Jean-Christophe Thouvenel : “J’ai proposé Valbuena partout. Tout le monde a dit la même chose, qui n’a aucun sens… ‘Un joueur d’1.60m’. Tous. Sans exception”
Dans Le Podcast des Légendes, l’ancien latéral des Girondins de Bordeaux, Jean-Christophe Thouvenel, est revenu sur sa carrière d’agent, après celle de joueur. Il aurait notamment pu s’occuper de Mathieu Valbuena, mais il fut confronté aux refus des clubs.
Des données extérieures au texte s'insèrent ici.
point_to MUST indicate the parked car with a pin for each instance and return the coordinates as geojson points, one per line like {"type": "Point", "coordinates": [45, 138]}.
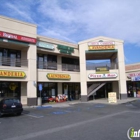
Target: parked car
{"type": "Point", "coordinates": [10, 106]}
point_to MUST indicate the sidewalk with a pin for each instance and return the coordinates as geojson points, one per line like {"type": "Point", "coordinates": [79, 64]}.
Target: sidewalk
{"type": "Point", "coordinates": [68, 103]}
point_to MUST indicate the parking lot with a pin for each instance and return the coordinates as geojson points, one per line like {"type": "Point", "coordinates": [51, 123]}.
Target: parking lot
{"type": "Point", "coordinates": [48, 121]}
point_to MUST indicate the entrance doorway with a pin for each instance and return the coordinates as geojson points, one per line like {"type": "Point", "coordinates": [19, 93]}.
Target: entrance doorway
{"type": "Point", "coordinates": [72, 90]}
{"type": "Point", "coordinates": [10, 89]}
{"type": "Point", "coordinates": [101, 92]}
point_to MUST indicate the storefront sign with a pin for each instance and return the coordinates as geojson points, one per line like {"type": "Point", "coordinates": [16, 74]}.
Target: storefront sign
{"type": "Point", "coordinates": [133, 75]}
{"type": "Point", "coordinates": [101, 47]}
{"type": "Point", "coordinates": [17, 37]}
{"type": "Point", "coordinates": [58, 76]}
{"type": "Point", "coordinates": [102, 69]}
{"type": "Point", "coordinates": [13, 86]}
{"type": "Point", "coordinates": [137, 78]}
{"type": "Point", "coordinates": [45, 45]}
{"type": "Point", "coordinates": [65, 49]}
{"type": "Point", "coordinates": [102, 76]}
{"type": "Point", "coordinates": [112, 97]}
{"type": "Point", "coordinates": [12, 74]}
{"type": "Point", "coordinates": [101, 43]}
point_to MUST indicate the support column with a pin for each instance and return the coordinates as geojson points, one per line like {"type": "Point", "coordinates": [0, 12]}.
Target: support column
{"type": "Point", "coordinates": [83, 75]}
{"type": "Point", "coordinates": [60, 92]}
{"type": "Point", "coordinates": [122, 77]}
{"type": "Point", "coordinates": [59, 63]}
{"type": "Point", "coordinates": [116, 88]}
{"type": "Point", "coordinates": [24, 93]}
{"type": "Point", "coordinates": [32, 76]}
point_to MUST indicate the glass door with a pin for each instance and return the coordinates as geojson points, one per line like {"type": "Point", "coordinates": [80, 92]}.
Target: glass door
{"type": "Point", "coordinates": [45, 61]}
{"type": "Point", "coordinates": [40, 62]}
{"type": "Point", "coordinates": [0, 58]}
{"type": "Point", "coordinates": [13, 60]}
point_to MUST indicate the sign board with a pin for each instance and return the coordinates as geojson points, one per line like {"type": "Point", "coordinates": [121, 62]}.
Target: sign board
{"type": "Point", "coordinates": [12, 74]}
{"type": "Point", "coordinates": [101, 43]}
{"type": "Point", "coordinates": [17, 37]}
{"type": "Point", "coordinates": [104, 69]}
{"type": "Point", "coordinates": [40, 87]}
{"type": "Point", "coordinates": [133, 75]}
{"type": "Point", "coordinates": [112, 97]}
{"type": "Point", "coordinates": [111, 47]}
{"type": "Point", "coordinates": [54, 76]}
{"type": "Point", "coordinates": [137, 78]}
{"type": "Point", "coordinates": [45, 45]}
{"type": "Point", "coordinates": [102, 76]}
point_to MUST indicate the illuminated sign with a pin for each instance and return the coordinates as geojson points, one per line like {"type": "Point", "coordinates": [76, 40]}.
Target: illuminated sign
{"type": "Point", "coordinates": [12, 74]}
{"type": "Point", "coordinates": [112, 97]}
{"type": "Point", "coordinates": [133, 75]}
{"type": "Point", "coordinates": [137, 78]}
{"type": "Point", "coordinates": [17, 37]}
{"type": "Point", "coordinates": [111, 47]}
{"type": "Point", "coordinates": [102, 69]}
{"type": "Point", "coordinates": [58, 76]}
{"type": "Point", "coordinates": [101, 76]}
{"type": "Point", "coordinates": [102, 43]}
{"type": "Point", "coordinates": [45, 45]}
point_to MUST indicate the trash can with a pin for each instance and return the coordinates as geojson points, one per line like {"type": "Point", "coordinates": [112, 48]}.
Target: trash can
{"type": "Point", "coordinates": [39, 101]}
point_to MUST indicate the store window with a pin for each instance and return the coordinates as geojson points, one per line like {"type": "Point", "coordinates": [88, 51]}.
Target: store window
{"type": "Point", "coordinates": [10, 89]}
{"type": "Point", "coordinates": [48, 90]}
{"type": "Point", "coordinates": [47, 61]}
{"type": "Point", "coordinates": [70, 64]}
{"type": "Point", "coordinates": [10, 57]}
{"type": "Point", "coordinates": [71, 90]}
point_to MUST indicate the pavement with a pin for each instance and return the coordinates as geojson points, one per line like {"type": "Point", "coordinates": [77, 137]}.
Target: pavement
{"type": "Point", "coordinates": [69, 103]}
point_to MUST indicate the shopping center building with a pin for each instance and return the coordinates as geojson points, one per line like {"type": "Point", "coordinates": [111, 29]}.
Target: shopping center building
{"type": "Point", "coordinates": [28, 60]}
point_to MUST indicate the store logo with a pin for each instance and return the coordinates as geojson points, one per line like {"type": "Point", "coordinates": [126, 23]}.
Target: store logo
{"type": "Point", "coordinates": [131, 133]}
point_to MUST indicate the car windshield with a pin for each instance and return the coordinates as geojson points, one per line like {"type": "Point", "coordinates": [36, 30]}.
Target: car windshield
{"type": "Point", "coordinates": [12, 101]}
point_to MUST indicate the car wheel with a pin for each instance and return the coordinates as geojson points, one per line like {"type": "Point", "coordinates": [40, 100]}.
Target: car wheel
{"type": "Point", "coordinates": [19, 113]}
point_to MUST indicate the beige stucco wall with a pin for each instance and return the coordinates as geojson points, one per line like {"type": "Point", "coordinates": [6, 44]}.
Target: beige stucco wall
{"type": "Point", "coordinates": [75, 76]}
{"type": "Point", "coordinates": [102, 80]}
{"type": "Point", "coordinates": [55, 42]}
{"type": "Point", "coordinates": [17, 27]}
{"type": "Point", "coordinates": [83, 46]}
{"type": "Point", "coordinates": [25, 70]}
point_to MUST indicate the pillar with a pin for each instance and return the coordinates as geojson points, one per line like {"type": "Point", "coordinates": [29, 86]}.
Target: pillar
{"type": "Point", "coordinates": [32, 76]}
{"type": "Point", "coordinates": [83, 75]}
{"type": "Point", "coordinates": [60, 92]}
{"type": "Point", "coordinates": [59, 63]}
{"type": "Point", "coordinates": [24, 93]}
{"type": "Point", "coordinates": [122, 77]}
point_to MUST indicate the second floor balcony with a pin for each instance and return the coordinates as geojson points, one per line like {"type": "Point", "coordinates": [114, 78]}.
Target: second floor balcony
{"type": "Point", "coordinates": [13, 62]}
{"type": "Point", "coordinates": [56, 66]}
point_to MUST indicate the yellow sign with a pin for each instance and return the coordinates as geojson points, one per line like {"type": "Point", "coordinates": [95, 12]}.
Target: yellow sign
{"type": "Point", "coordinates": [112, 97]}
{"type": "Point", "coordinates": [108, 47]}
{"type": "Point", "coordinates": [58, 76]}
{"type": "Point", "coordinates": [12, 74]}
{"type": "Point", "coordinates": [13, 86]}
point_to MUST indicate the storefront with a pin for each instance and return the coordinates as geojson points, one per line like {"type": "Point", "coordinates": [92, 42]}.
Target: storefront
{"type": "Point", "coordinates": [133, 88]}
{"type": "Point", "coordinates": [10, 89]}
{"type": "Point", "coordinates": [72, 90]}
{"type": "Point", "coordinates": [49, 89]}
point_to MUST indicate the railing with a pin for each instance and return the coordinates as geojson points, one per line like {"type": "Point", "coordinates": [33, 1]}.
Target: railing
{"type": "Point", "coordinates": [69, 67]}
{"type": "Point", "coordinates": [46, 65]}
{"type": "Point", "coordinates": [56, 66]}
{"type": "Point", "coordinates": [13, 62]}
{"type": "Point", "coordinates": [92, 66]}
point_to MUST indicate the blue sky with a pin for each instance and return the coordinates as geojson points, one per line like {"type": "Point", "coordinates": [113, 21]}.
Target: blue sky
{"type": "Point", "coordinates": [77, 20]}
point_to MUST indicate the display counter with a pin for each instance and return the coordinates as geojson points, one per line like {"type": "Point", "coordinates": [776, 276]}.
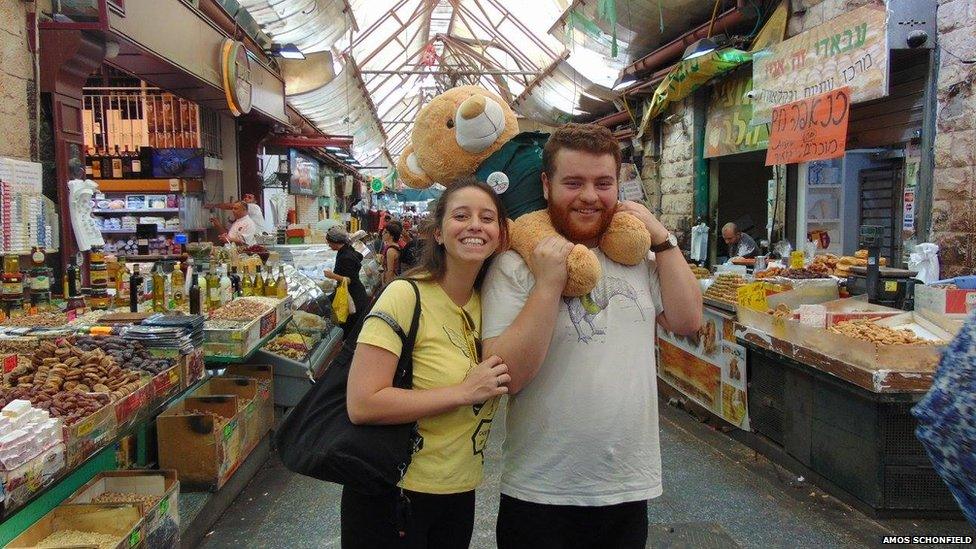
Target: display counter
{"type": "Point", "coordinates": [841, 409]}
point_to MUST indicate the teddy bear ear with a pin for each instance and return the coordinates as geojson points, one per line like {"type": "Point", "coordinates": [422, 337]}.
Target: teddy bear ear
{"type": "Point", "coordinates": [408, 167]}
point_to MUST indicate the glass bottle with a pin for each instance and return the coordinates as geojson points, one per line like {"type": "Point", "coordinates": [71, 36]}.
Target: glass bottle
{"type": "Point", "coordinates": [281, 284]}
{"type": "Point", "coordinates": [247, 283]}
{"type": "Point", "coordinates": [258, 281]}
{"type": "Point", "coordinates": [159, 289]}
{"type": "Point", "coordinates": [226, 287]}
{"type": "Point", "coordinates": [270, 287]}
{"type": "Point", "coordinates": [194, 295]}
{"type": "Point", "coordinates": [235, 282]}
{"type": "Point", "coordinates": [213, 289]}
{"type": "Point", "coordinates": [177, 281]}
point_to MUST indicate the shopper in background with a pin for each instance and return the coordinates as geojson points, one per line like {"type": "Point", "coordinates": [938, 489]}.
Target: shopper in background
{"type": "Point", "coordinates": [740, 244]}
{"type": "Point", "coordinates": [253, 211]}
{"type": "Point", "coordinates": [347, 266]}
{"type": "Point", "coordinates": [391, 251]}
{"type": "Point", "coordinates": [581, 452]}
{"type": "Point", "coordinates": [946, 426]}
{"type": "Point", "coordinates": [242, 229]}
{"type": "Point", "coordinates": [454, 393]}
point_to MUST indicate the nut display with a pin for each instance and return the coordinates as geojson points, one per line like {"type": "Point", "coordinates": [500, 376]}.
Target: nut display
{"type": "Point", "coordinates": [71, 406]}
{"type": "Point", "coordinates": [869, 330]}
{"type": "Point", "coordinates": [289, 345]}
{"type": "Point", "coordinates": [126, 497]}
{"type": "Point", "coordinates": [66, 367]}
{"type": "Point", "coordinates": [130, 354]}
{"type": "Point", "coordinates": [77, 538]}
{"type": "Point", "coordinates": [725, 288]}
{"type": "Point", "coordinates": [45, 320]}
{"type": "Point", "coordinates": [244, 308]}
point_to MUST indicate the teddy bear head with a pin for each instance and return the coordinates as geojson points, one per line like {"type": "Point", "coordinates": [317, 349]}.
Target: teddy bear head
{"type": "Point", "coordinates": [457, 130]}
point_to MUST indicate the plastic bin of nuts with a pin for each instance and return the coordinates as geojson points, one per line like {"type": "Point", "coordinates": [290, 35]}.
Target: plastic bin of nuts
{"type": "Point", "coordinates": [155, 493]}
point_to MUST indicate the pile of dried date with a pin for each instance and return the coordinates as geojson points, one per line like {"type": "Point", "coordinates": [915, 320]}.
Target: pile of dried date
{"type": "Point", "coordinates": [65, 367]}
{"type": "Point", "coordinates": [71, 406]}
{"type": "Point", "coordinates": [128, 353]}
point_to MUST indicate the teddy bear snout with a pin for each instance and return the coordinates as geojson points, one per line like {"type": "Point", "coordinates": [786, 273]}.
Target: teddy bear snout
{"type": "Point", "coordinates": [472, 107]}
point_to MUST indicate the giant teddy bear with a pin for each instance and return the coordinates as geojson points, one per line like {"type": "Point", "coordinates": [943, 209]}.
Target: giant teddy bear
{"type": "Point", "coordinates": [471, 131]}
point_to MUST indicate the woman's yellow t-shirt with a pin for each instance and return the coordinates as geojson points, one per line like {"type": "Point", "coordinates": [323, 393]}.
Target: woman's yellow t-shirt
{"type": "Point", "coordinates": [448, 345]}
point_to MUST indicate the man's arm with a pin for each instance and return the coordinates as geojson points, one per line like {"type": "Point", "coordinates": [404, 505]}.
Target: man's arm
{"type": "Point", "coordinates": [524, 343]}
{"type": "Point", "coordinates": [680, 290]}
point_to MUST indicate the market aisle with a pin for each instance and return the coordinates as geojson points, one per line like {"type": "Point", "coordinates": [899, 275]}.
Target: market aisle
{"type": "Point", "coordinates": [718, 494]}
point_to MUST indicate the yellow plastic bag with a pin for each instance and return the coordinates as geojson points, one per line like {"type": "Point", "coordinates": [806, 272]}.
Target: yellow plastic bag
{"type": "Point", "coordinates": [340, 303]}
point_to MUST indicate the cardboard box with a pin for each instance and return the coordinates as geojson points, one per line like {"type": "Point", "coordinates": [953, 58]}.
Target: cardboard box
{"type": "Point", "coordinates": [161, 520]}
{"type": "Point", "coordinates": [90, 434]}
{"type": "Point", "coordinates": [123, 522]}
{"type": "Point", "coordinates": [262, 408]}
{"type": "Point", "coordinates": [203, 437]}
{"type": "Point", "coordinates": [23, 482]}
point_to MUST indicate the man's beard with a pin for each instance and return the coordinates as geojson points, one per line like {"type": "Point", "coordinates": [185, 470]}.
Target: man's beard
{"type": "Point", "coordinates": [573, 230]}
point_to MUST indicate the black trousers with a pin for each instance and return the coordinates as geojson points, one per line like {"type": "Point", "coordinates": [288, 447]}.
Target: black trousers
{"type": "Point", "coordinates": [434, 521]}
{"type": "Point", "coordinates": [524, 525]}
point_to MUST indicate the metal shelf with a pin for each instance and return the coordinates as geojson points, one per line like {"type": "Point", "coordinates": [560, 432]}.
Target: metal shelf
{"type": "Point", "coordinates": [142, 211]}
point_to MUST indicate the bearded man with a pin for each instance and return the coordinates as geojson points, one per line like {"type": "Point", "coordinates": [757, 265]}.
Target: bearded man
{"type": "Point", "coordinates": [582, 454]}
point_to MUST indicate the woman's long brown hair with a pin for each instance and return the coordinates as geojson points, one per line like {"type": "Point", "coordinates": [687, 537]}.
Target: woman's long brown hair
{"type": "Point", "coordinates": [433, 258]}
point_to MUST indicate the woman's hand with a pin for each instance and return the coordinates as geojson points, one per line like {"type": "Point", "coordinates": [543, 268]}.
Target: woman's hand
{"type": "Point", "coordinates": [548, 262]}
{"type": "Point", "coordinates": [484, 381]}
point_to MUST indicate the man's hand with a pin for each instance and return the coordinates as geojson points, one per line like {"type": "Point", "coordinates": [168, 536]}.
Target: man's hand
{"type": "Point", "coordinates": [548, 262]}
{"type": "Point", "coordinates": [659, 233]}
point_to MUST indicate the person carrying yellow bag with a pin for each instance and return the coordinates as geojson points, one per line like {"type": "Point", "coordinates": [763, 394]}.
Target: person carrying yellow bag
{"type": "Point", "coordinates": [340, 303]}
{"type": "Point", "coordinates": [346, 273]}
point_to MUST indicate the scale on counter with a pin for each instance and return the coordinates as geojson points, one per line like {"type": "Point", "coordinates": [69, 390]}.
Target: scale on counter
{"type": "Point", "coordinates": [884, 286]}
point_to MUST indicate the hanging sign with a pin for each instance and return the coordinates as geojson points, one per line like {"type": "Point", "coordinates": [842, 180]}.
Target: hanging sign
{"type": "Point", "coordinates": [851, 50]}
{"type": "Point", "coordinates": [810, 129]}
{"type": "Point", "coordinates": [727, 129]}
{"type": "Point", "coordinates": [235, 68]}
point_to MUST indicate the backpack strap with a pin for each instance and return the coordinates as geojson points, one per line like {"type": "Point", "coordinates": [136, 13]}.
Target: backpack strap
{"type": "Point", "coordinates": [403, 378]}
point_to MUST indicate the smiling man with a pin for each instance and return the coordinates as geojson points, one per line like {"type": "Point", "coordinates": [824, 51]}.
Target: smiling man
{"type": "Point", "coordinates": [581, 454]}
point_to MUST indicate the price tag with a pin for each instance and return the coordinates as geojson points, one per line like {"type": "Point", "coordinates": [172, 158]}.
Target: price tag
{"type": "Point", "coordinates": [753, 296]}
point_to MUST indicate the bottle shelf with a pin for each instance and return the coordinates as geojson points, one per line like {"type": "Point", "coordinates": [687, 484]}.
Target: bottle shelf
{"type": "Point", "coordinates": [145, 211]}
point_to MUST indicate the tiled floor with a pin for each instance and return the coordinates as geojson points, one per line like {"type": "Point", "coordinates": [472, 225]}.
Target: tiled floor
{"type": "Point", "coordinates": [718, 494]}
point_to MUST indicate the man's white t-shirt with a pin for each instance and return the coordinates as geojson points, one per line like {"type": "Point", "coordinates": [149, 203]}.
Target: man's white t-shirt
{"type": "Point", "coordinates": [585, 430]}
{"type": "Point", "coordinates": [242, 231]}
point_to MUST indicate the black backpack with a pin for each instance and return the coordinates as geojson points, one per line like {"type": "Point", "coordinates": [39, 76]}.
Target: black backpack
{"type": "Point", "coordinates": [317, 439]}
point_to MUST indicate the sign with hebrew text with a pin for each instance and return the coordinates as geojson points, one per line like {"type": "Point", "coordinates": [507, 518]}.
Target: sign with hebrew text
{"type": "Point", "coordinates": [810, 129]}
{"type": "Point", "coordinates": [850, 50]}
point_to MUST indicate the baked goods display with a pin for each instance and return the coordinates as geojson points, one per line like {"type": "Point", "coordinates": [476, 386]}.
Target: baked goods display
{"type": "Point", "coordinates": [700, 272]}
{"type": "Point", "coordinates": [871, 331]}
{"type": "Point", "coordinates": [796, 274]}
{"type": "Point", "coordinates": [725, 288]}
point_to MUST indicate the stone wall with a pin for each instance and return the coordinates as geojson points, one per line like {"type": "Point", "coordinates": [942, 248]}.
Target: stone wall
{"type": "Point", "coordinates": [670, 180]}
{"type": "Point", "coordinates": [954, 195]}
{"type": "Point", "coordinates": [17, 90]}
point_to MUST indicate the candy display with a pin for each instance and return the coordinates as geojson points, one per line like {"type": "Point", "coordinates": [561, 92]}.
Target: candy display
{"type": "Point", "coordinates": [869, 330]}
{"type": "Point", "coordinates": [725, 288]}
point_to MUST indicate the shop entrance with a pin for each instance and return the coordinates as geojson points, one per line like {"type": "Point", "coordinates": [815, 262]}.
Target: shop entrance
{"type": "Point", "coordinates": [739, 192]}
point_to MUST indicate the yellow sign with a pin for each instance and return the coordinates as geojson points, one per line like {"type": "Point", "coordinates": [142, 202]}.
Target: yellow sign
{"type": "Point", "coordinates": [850, 50]}
{"type": "Point", "coordinates": [753, 296]}
{"type": "Point", "coordinates": [689, 75]}
{"type": "Point", "coordinates": [727, 129]}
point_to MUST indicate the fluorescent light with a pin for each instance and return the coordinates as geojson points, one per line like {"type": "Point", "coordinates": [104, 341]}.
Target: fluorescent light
{"type": "Point", "coordinates": [287, 51]}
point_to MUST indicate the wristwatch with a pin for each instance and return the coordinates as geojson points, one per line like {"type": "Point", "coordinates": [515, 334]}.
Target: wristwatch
{"type": "Point", "coordinates": [670, 242]}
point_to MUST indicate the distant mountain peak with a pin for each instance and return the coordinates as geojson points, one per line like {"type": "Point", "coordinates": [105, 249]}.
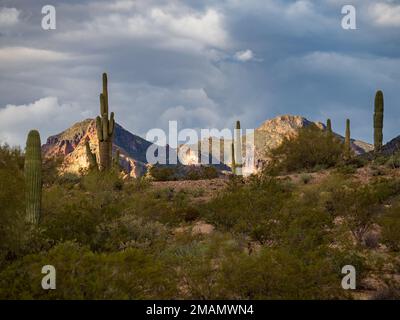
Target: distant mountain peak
{"type": "Point", "coordinates": [70, 145]}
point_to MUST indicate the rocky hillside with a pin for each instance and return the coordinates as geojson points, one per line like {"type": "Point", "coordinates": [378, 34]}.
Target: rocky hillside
{"type": "Point", "coordinates": [392, 146]}
{"type": "Point", "coordinates": [70, 145]}
{"type": "Point", "coordinates": [268, 136]}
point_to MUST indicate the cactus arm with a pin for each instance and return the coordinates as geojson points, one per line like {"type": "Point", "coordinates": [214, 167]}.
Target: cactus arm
{"type": "Point", "coordinates": [378, 120]}
{"type": "Point", "coordinates": [91, 157]}
{"type": "Point", "coordinates": [99, 129]}
{"type": "Point", "coordinates": [33, 177]}
{"type": "Point", "coordinates": [111, 125]}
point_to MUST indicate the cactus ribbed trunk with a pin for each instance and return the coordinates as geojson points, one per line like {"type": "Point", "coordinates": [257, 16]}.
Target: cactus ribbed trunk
{"type": "Point", "coordinates": [33, 177]}
{"type": "Point", "coordinates": [378, 121]}
{"type": "Point", "coordinates": [329, 127]}
{"type": "Point", "coordinates": [105, 130]}
{"type": "Point", "coordinates": [233, 164]}
{"type": "Point", "coordinates": [91, 157]}
{"type": "Point", "coordinates": [347, 147]}
{"type": "Point", "coordinates": [238, 150]}
{"type": "Point", "coordinates": [104, 155]}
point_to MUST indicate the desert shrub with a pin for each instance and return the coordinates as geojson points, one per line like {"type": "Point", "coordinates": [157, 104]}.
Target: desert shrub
{"type": "Point", "coordinates": [311, 148]}
{"type": "Point", "coordinates": [244, 206]}
{"type": "Point", "coordinates": [82, 274]}
{"type": "Point", "coordinates": [201, 172]}
{"type": "Point", "coordinates": [390, 223]}
{"type": "Point", "coordinates": [130, 231]}
{"type": "Point", "coordinates": [97, 182]}
{"type": "Point", "coordinates": [163, 173]}
{"type": "Point", "coordinates": [188, 213]}
{"type": "Point", "coordinates": [394, 161]}
{"type": "Point", "coordinates": [198, 264]}
{"type": "Point", "coordinates": [305, 178]}
{"type": "Point", "coordinates": [386, 293]}
{"type": "Point", "coordinates": [68, 180]}
{"type": "Point", "coordinates": [75, 215]}
{"type": "Point", "coordinates": [346, 169]}
{"type": "Point", "coordinates": [361, 204]}
{"type": "Point", "coordinates": [371, 240]}
{"type": "Point", "coordinates": [12, 208]}
{"type": "Point", "coordinates": [50, 169]}
{"type": "Point", "coordinates": [280, 274]}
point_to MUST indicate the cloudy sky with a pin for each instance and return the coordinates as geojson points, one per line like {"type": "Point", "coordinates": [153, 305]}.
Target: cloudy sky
{"type": "Point", "coordinates": [202, 63]}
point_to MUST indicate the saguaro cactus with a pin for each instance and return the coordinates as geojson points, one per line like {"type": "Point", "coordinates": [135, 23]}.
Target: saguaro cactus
{"type": "Point", "coordinates": [233, 164]}
{"type": "Point", "coordinates": [238, 149]}
{"type": "Point", "coordinates": [33, 177]}
{"type": "Point", "coordinates": [329, 127]}
{"type": "Point", "coordinates": [378, 120]}
{"type": "Point", "coordinates": [105, 129]}
{"type": "Point", "coordinates": [347, 147]}
{"type": "Point", "coordinates": [91, 157]}
{"type": "Point", "coordinates": [116, 159]}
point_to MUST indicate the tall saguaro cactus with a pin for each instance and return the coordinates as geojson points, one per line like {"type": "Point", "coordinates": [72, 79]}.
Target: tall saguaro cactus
{"type": "Point", "coordinates": [105, 129]}
{"type": "Point", "coordinates": [329, 127]}
{"type": "Point", "coordinates": [33, 177]}
{"type": "Point", "coordinates": [347, 147]}
{"type": "Point", "coordinates": [237, 151]}
{"type": "Point", "coordinates": [91, 157]}
{"type": "Point", "coordinates": [378, 120]}
{"type": "Point", "coordinates": [233, 164]}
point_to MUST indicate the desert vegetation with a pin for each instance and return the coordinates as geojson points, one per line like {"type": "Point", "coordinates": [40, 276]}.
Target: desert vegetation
{"type": "Point", "coordinates": [283, 233]}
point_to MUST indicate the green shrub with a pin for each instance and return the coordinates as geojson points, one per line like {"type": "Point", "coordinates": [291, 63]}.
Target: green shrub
{"type": "Point", "coordinates": [305, 178]}
{"type": "Point", "coordinates": [390, 223]}
{"type": "Point", "coordinates": [310, 149]}
{"type": "Point", "coordinates": [82, 274]}
{"type": "Point", "coordinates": [160, 173]}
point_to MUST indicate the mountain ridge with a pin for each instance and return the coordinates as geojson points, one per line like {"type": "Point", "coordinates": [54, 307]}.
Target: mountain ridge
{"type": "Point", "coordinates": [70, 145]}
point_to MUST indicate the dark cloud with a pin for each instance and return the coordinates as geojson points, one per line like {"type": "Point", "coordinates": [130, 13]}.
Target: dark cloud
{"type": "Point", "coordinates": [171, 60]}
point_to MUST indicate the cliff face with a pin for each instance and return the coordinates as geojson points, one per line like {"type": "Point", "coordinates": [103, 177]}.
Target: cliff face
{"type": "Point", "coordinates": [267, 137]}
{"type": "Point", "coordinates": [70, 145]}
{"type": "Point", "coordinates": [272, 133]}
{"type": "Point", "coordinates": [393, 146]}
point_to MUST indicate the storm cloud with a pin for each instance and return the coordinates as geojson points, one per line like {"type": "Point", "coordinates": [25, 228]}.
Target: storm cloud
{"type": "Point", "coordinates": [202, 63]}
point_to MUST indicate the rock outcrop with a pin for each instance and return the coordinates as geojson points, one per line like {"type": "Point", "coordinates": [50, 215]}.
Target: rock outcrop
{"type": "Point", "coordinates": [70, 146]}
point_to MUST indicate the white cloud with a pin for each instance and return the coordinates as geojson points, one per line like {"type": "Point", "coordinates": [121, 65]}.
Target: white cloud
{"type": "Point", "coordinates": [169, 26]}
{"type": "Point", "coordinates": [46, 115]}
{"type": "Point", "coordinates": [245, 55]}
{"type": "Point", "coordinates": [8, 17]}
{"type": "Point", "coordinates": [384, 14]}
{"type": "Point", "coordinates": [25, 58]}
« J’ai rencontré son père chez lui. Je travaillais avec un agent officiel, j’étais collaborateur, c’était un agent camerounais. On avait Jean Makoun, Peter Odemwingie, Modeste M’Bami, Ludovic Obraniak, beaucoup de joueurs africains… A cette époque-là, bien sûr, j’allais voir Bordeaux, et j’ai vu le petit Valbuena. J’ai été le voir jouer 20 fois, je le connaissais comme si je l’avais fait. Quand j’apprends que le club a décidé de ne pas lui proposer un contrat professionnel, et qu’il était un peu comme un orphelin, par le biais d’un de mes amis qui connaissait le papa, je lui ai demandé de rencontrer le papa. On organise un rendez-vous, je rencontre le papa chez lui. Je discute avec le papa qui est portugais d’origine. Il était adorable, quelqu’un de très bien, et il me dit ‘si vous pouvez faire quelque chose pour nous, ce serait fantastique’. Je lui ai demandé de me laisser regarder, qu’il y avait peut-être quelque chose à faire avec Auxerre par exemple. Le joueur a été proposé partout. Tout le monde a dit la même chose, qui n’a aucun sens… ‘mais, tu viens nous proposer un joueur qui fait 1.60m, est-ce que tu penses qu’un joueur comme ça compte tenu des nouveaux critères de la Fédération Française de Football qui veut maintenant des joueurs qui font 1.90m, 100kg, 1m de détente verticale…’. On m’a répondu ça à tous les clubs où il a été proposé. Tous. Sans exception. A tel point qu’il est parti jouer à Langon, de là il est parti à Libourne, puis à Marseille parce qu’il avait quelqu’un de très proche du directeur sportif de l’époque… Ils se sont dits, ‘de toute façon, ça ne mange pas de pain, on peut le prendre, et on verra’. C’est comme ça. Moi, suite à tout ça, je n’ai pas osé appeler le papa pour le dire ‘écoutez, j’ai honte, je ne peux pas trouver de solution pour votre fils, car tout le monde me répond la même chose’. Je me suis imaginé à la place du papa, quand on vient vous dire ça pour votre fils… Je suis mal placé, j’ai joué avec Alain Giresse, qui n’était pas un géant… J’ai joué avec Fernando Chalana, Antoine Martinez… Il y en avait une multitude de joueurs comme ça. J’ai baissé la tête et je n’ai pas osé appeler le papa pour lui dire que je ne pouvais rien faire. J’ai parlé avec des entraineurs, et des entraineurs avec qui j’ai joué… C’était 0 en indemnités de formation. Mais non… ‘la Fédération met l’accent sur des joueurs nanana’. On programme des joueurs qu’on prend à 12-13 ans, et on les amène à 16-17 ans comme ça, avec des 1.90m… ».
Puis, il ajoute.
« J’en ai raté d’autres, mais c’était moins tragique. Là, pour moi, c’était une tragédie du système du football français à cette époque. Et pourtant, Alain Giresse avait cassé les codes, et plein d’autres. Jean Tigana, lui aussi… C’était une crevette, par contre il avait un nombre incalculable de qualités fortes dont l’endurance, la résistance, la vision du jeu, le mental, la persévérance. J’ai raté le coche pour Valbuena. Si je le rencontrais aujourd’hui, je lui expliquerais ».